Sociolingüística


La sociolingüística es una disciplina que se ocupa de las relaciones entre el lenguaje y la sociedad. Como tal, es una rama de la lingüística, pero muy relacionada también con la sociología. Estudia los distintos aspectos de la sociedad que influyen en el uso de la lengua, como las normas culturales y el contexto en que se desenvuelven los hablantes; la sociolingüística se ocupa de la lengua como sistema de signos en un contexto social, [1]​ lo que implica trabajar con actos de habla reales, no con hablantes y oyentes ideales. Se distingue de la sociología del lenguaje en que esta última examina el modo en que la presencia de distintas lenguas afecta a una sociedad, estudiando temas tales como el multilingüismo social, la diglosia o el code-switching.

La sociolingüística también tiene puntos en común con la etnografía de la comunicación, la dialectología, la antropología lingüística y la pragmática.

Se puede decir que el mayor logro de la sociolingüística es haber mostrado que el uso del lenguaje no solo depende de las reglas de una gramática sino que también de formas o reglas que pertenecen a la interacción social, necesarias para cualquier actividad conversacional.  

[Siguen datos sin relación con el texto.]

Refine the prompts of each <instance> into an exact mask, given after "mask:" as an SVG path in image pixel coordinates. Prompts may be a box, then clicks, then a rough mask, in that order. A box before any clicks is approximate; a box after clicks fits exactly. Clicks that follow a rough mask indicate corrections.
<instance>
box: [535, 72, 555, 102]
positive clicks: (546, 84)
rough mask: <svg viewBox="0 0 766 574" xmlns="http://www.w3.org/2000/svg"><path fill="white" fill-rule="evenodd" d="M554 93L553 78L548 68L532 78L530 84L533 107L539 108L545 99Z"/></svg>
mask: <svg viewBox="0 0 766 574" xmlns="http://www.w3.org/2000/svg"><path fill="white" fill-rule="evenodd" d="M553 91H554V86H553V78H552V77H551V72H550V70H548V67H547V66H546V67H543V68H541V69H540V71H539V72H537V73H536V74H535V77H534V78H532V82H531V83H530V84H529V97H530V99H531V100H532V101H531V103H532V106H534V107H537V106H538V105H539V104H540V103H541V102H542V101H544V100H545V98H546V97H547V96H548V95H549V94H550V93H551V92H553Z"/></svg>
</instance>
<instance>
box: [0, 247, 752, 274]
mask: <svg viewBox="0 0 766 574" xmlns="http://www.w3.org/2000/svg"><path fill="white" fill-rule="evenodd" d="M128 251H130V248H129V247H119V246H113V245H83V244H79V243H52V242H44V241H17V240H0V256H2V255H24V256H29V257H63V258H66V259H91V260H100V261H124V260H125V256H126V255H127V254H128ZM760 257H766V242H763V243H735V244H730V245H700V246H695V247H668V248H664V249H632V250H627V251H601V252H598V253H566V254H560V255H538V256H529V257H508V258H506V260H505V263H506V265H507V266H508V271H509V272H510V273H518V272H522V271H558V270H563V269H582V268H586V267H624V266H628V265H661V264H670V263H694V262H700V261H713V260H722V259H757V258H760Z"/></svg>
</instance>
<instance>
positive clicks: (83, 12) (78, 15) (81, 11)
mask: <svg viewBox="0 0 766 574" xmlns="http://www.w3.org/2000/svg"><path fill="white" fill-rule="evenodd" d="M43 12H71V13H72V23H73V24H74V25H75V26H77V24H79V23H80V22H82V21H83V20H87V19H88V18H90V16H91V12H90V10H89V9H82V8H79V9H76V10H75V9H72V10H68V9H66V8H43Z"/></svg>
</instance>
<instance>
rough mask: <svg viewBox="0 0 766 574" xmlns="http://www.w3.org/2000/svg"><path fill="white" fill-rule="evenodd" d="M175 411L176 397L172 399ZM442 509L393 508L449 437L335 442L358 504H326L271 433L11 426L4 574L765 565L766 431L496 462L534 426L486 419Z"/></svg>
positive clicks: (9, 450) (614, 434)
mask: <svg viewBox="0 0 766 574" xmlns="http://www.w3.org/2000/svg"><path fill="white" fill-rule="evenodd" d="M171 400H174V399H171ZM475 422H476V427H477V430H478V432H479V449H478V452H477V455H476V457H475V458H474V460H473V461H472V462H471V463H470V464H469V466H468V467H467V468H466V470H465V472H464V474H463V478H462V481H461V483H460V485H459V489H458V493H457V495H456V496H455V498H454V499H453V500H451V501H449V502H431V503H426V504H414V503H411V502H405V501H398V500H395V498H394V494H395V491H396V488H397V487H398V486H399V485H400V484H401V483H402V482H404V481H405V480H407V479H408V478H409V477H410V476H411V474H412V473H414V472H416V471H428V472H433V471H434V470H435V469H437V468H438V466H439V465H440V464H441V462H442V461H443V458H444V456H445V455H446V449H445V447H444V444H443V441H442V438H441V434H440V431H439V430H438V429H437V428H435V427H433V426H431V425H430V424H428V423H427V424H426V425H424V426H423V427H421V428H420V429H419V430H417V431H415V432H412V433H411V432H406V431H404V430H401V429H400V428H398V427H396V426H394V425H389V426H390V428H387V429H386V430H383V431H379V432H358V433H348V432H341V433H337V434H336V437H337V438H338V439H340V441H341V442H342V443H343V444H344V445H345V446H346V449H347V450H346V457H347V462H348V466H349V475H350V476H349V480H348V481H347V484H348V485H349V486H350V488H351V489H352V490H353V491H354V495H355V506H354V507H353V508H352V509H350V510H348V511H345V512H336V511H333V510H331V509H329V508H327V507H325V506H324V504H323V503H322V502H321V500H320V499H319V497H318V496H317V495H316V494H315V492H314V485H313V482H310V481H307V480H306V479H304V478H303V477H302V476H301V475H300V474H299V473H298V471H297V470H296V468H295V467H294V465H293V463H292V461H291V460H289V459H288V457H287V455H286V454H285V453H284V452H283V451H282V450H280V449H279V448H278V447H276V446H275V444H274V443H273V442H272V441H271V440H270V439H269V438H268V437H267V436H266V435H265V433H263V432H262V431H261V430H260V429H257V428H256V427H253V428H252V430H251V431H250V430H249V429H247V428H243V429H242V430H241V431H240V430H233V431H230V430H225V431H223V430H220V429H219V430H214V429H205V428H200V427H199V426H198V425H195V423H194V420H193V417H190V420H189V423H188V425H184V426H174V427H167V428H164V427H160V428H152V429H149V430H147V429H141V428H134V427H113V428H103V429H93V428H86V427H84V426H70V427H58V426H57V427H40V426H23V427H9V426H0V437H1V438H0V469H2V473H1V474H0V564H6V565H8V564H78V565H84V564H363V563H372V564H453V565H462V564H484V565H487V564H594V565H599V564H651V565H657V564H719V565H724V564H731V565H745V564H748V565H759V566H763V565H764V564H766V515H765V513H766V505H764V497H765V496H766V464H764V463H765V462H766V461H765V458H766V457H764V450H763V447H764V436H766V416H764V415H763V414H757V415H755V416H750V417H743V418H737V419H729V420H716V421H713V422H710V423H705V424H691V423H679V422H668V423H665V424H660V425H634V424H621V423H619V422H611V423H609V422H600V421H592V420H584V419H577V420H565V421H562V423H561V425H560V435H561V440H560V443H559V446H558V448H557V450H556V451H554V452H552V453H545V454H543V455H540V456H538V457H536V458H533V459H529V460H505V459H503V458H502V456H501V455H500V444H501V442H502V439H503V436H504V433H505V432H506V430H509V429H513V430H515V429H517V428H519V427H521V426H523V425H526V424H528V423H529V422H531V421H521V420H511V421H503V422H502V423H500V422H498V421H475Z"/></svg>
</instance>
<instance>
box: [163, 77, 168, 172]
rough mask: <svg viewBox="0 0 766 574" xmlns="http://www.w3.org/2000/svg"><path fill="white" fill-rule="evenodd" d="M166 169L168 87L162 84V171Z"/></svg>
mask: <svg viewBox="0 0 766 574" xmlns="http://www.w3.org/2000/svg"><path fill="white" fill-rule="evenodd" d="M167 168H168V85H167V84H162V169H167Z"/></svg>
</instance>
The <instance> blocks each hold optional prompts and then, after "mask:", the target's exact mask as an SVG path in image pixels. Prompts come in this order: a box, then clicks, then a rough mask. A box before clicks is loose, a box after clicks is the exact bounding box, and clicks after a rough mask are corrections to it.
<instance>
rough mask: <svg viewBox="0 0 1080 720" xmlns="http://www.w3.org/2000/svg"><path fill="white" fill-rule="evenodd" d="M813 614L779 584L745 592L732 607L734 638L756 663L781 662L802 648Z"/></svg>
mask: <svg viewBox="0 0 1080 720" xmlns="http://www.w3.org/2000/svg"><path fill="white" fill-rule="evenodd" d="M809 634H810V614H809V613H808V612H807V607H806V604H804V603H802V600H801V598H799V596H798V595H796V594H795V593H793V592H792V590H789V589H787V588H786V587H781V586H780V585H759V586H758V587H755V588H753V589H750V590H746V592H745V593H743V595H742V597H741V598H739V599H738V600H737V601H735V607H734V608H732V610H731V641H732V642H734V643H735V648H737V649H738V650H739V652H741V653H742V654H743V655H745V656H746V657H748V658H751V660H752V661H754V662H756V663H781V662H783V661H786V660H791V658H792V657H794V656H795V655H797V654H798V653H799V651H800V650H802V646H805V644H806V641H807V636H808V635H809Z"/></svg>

Para Juan Manuel Hernández Campoy, hay cinco características definitorias e inherentes a esta disciplina:

Se había planteado desde un principio la necesidad de estudios interdisciplinarios para el desarrollo de la sociolingüística. De este modo, no tuvo inconveniente en incorporar como propios a la etnografía del habla y al análisis de la conversación. [cita requerida] Además, contempla y se nutre de las siguientes disciplinas: la sociología del lenguaje, la lingüística secular de William Labov, la dialectología y la geolingüística, el análisis del discurso, la psicología social del lenguaje, la etnografía de la comunicación y la lingüística antropológica.

Como parte de la lingüística, convive con otras disciplinas como la fonología, morfología, sintaxis, semántica, psicolingüística, pragmática, y otras.